Woolworths is facing a string of public inquiries into the supermarkets from governments and regulators as well as a Federal Court case launched by the Australian Competition & Consumer Commission over alleged ‘‘fake discounts’’.
Chairman Scott Perkins conceded Woolworths wasn’t perfect but said many shareholders were “frustrated” about the “relative merits” of some of these inquiries.
“I am sure we will learn things from some of these inquiries,” he said.
He also rejected the ACCC allegation that Woolworths’s discounting campaigns were misleading.
“Specifically, we were disappointed with the ACCC’s announcement to commence proceedings, and while we disagree with their assessment that the ‘Prices Dropped’ program was misleading, we are committed to working constructively with them,” he said. Mr Chaney asked investors “where do our profits go?” to highlight the limits on Wesfarmers’ ability to reinvest and while contributing to the Australian economy.
“The first billion dollars of Wesfarmers’ profit before tax in 2024, or 29 per cent, went to the federal government as income tax, to support all the services government provides. The next 61 per cent, or $2.2bn, went to our 490,000 shareholders – including individuals and superannuation funds … the last 10 per cent of the profit (about 1 per cent of the original revenue) went to retained earnings.
“So, in other words, almost all of the profit ended up outside the company, supporting the economy and community in different ways.”
Mr Chaney then lamented it “would be good to hear political leaders of all persuasions acknowledge their understanding of these facts” that large corporates such as Wesfarmers were making enormous contributions to the community, which could then counteract the constant call for even more regulation to saddle business with greater costs.
“Such an understanding would, I believe, lessen the chance of governments enacting laws that, as we pointed out in the annual report, work against the national productivity improvements that Australia so urgently needs,” Mr Chaney said.
“I’m referring here to the many changes we’ve seen to employment laws, payroll taxes, and to some proposed environmental laws. It is only through a prosperous, vibrant, growing private sector that Australia is going to be able to provide the sort of support to our children and grandchildren that we have, in the past, taken for granted.”
Mr Perkins addressed the mounting inquiries now facing the supermarket sector, as well as the ACCC court case.
“The dramatically changed political and economic conditions led to increased regulatory oversight of Australian supermarkets,” he said. “Woolworths Group participated in a number of government inquiries during the year, including the ongoing ACCC Supermarkets Inquiry and the Food and Grocery Code of Conduct Review.”
The nation’s $120bn supermarket sector is currently under the gun from regulators and politicians, facing inquiries from state governments, the Senate and the ACCC. The latter will include another round of public testimony where supermarket executives will be dragged before the cameras and cross-examined.
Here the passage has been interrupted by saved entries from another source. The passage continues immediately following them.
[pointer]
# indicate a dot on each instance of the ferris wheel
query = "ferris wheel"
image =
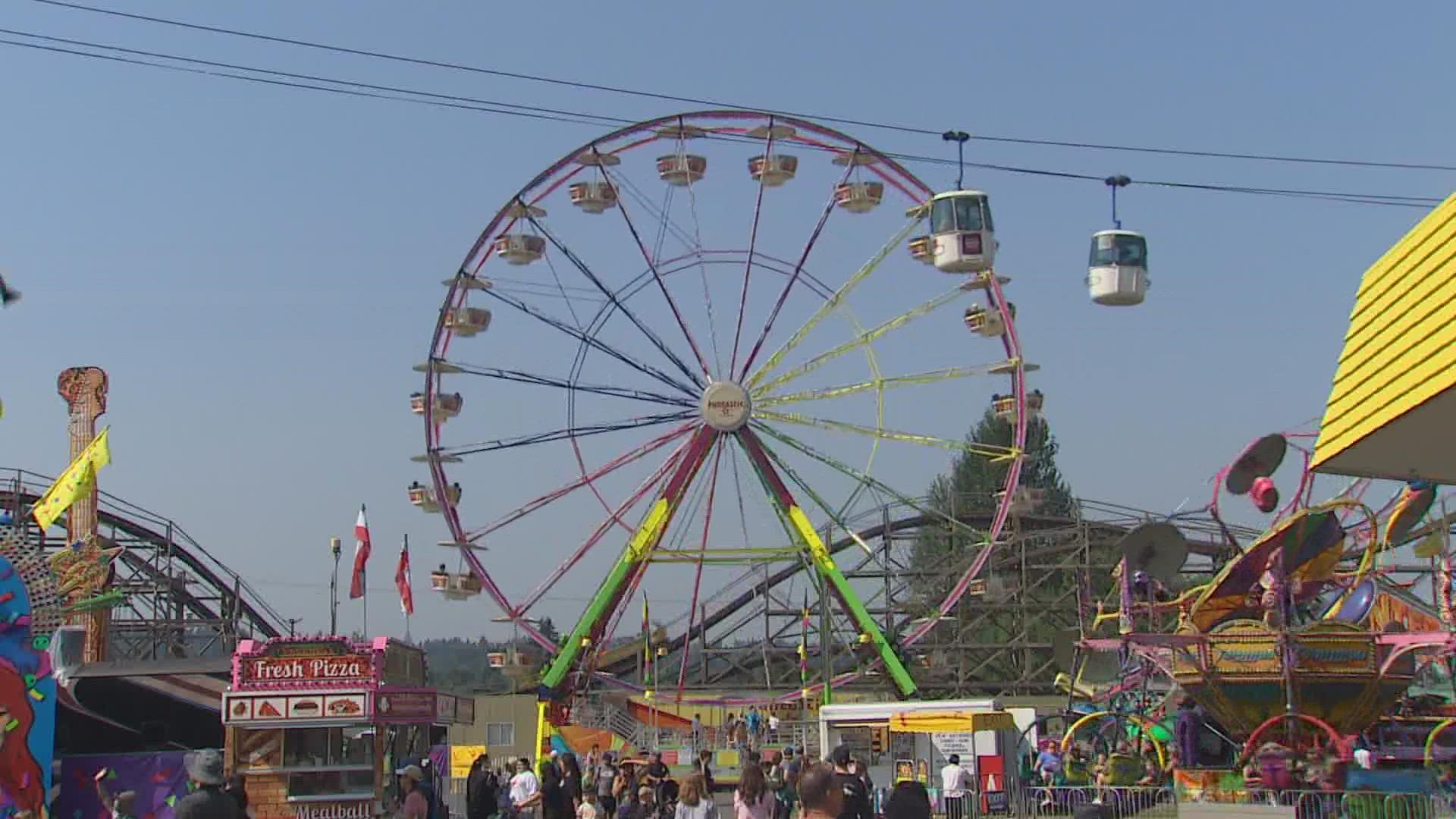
(695, 347)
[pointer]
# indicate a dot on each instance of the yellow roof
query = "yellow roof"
(1395, 375)
(951, 722)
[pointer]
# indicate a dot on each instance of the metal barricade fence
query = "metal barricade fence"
(1343, 805)
(1163, 803)
(1117, 802)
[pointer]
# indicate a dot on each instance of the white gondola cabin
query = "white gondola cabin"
(965, 234)
(422, 497)
(986, 321)
(593, 197)
(682, 168)
(774, 169)
(455, 586)
(468, 321)
(922, 249)
(520, 248)
(859, 197)
(1005, 406)
(1117, 268)
(441, 407)
(425, 500)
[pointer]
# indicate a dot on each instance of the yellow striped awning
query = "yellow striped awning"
(951, 722)
(1392, 398)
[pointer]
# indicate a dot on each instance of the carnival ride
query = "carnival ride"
(658, 311)
(1286, 643)
(172, 598)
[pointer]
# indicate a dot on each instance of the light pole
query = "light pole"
(960, 139)
(337, 548)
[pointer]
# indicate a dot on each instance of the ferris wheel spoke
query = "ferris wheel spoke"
(566, 433)
(582, 482)
(604, 526)
(835, 516)
(880, 485)
(702, 276)
(566, 384)
(657, 276)
(641, 544)
(870, 335)
(590, 340)
(993, 453)
(618, 303)
(702, 551)
(753, 243)
(832, 303)
(799, 268)
(915, 379)
(824, 563)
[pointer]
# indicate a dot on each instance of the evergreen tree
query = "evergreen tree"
(548, 630)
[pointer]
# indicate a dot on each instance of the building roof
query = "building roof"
(1394, 385)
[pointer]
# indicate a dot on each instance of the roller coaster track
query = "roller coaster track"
(1046, 538)
(181, 599)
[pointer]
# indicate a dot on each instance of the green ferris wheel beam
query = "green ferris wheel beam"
(647, 538)
(824, 563)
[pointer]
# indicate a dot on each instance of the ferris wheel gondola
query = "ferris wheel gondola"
(1117, 264)
(963, 232)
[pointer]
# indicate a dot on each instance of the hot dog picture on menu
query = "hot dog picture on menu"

For many Woolworths shareholders these inquiries were frustrating, Mr Perkins noted, with many questioning their merits.
“Our approach is to calmly and methodically address these issues, present the evidence and pursue all options that give the best possible opportunity for reasoned outcomes to prevail.
“But we remain firmly supportive of our teams and their conduct and the customer-first culture that so strongly underpins the Woolworths Group of today,” he said.
Mr Perkins added that the scepticism and criticism of its price discounting strategies, culminating in the ACCC court case against it and arch rival Coles, had hampered the retailers.
“I want to stress that we take our responsibility on pricing very seriously in line with our Australian Consumer law compliance efforts.
“We track our price competitiveness closely and we know that our customers do so as well and have more choice than ever,” he said.
“If we don’t offer great value alongside quality, range and convenience, customers will choose to shop elsewhere.”
Wesfarmers chief executive Rob Scott said elevated inflation and interest rates continued to put pressure on household and business demand, but the conglomerate’s key businesses, such as Bunnings and Kmart, remained resilient as shoppers sought value.
Mr Scott said for Bunnings, which drives the bulk of Wesfarmers’s earnings, year-to-date sales growth remained resilient with positive sales growth in both consumer and commercial segments, but the weakness in residential construction was weighing on commercial sales.
“Growth in the consumer segment has been pleasing, and Bunnings has seen a continued increase in transactions driven by ongoing demand for repairs and maintenance,” he said.
“Bulk pack quantities, own-brand and entry level ranges continue to perform well.”
He said Kmart Group, which included Target, was benefiting from the strong value credentials and uniqueness of its Anko private label products.